ITコンサルタントはキャリアや年収を求めるのであれば30代までならチャレンジする価値は十分にあると思います。逆に言うと、キャリアも求めていない、年収もそこそこで安定した企業で安定した仕事が欲しいと思うのであれば合いません。

IT系のコンサルティングファームでも、中途採用ではコンサルティング経験がない人(SIerのSE出身など)は30代なかばくらいを年齢制限としている企業も存在します。

コンサルティングファームのボリューム層が30代前半であり、平均勤続年数は5年前後です。年齢が限界を迎えてきたらコンサルティングファームにすがっていても仕事がもらえないので、そこで得られたキャリアと高い年収を武器に事業会社に腰を据えるのが最も王道なパターンといえます。

もちろん、コンサルティングファーム内で成功してマネージャー以上として今後もやっていけるような地位を獲得できているなら話は別ですが、実際に40代以降でマネージャーとして現場で客先常駐として活躍し続けている人はあまり見たことがありません。

裏方に回って自社業務をしているということもあるかもしれませんが、定年まで約束されている業界ではありません。

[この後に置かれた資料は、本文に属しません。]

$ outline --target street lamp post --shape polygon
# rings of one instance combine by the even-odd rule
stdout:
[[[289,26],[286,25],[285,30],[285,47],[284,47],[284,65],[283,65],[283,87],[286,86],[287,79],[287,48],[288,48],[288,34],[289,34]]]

もし新卒であれば、本当にコンサルタントになりたいという思いがあるのであれば、ITコンサルタントではなく戦略コンサルタントを目指して戦略系コンサルティングファームを目指してください。

口コミを見ればわかるかもしれませんが、ITコンサルと戦略コンサルでは志望者の質も内容もだいぶ異なります。
ITコンサルよりも戦略コンサルの方が狭き門です。戦略コンサルは企業の経営戦略に関わることなので、より優秀な人材をで少数精鋭で取り組むのが一般的ですから。

ITコンサルを戦略コンサルの滑り止めみたいに考えている人は、考え直したほうがいいかもしれません。
ポジション別採用をしているコンサルティングファームでもITコンサルから戦略コンサルへの異動は狭き門です。ITコンサルなんて名前ですが、実態は客先常駐のSEをイメージしたほうが近いでしょう。

それでもITコンサルでいいというのであれば、ITコンサルにわずかながら与えられるコンサルティング業務を獲得し、そこで成果を得ることで、どこかで本当の戦略コンサルにステップアップを目指すことがいいでしょう。ITコンサルからSEにも転身できるので、将来的に見れば職に困ることはありませんから、ITコンサルが悪いということはありません。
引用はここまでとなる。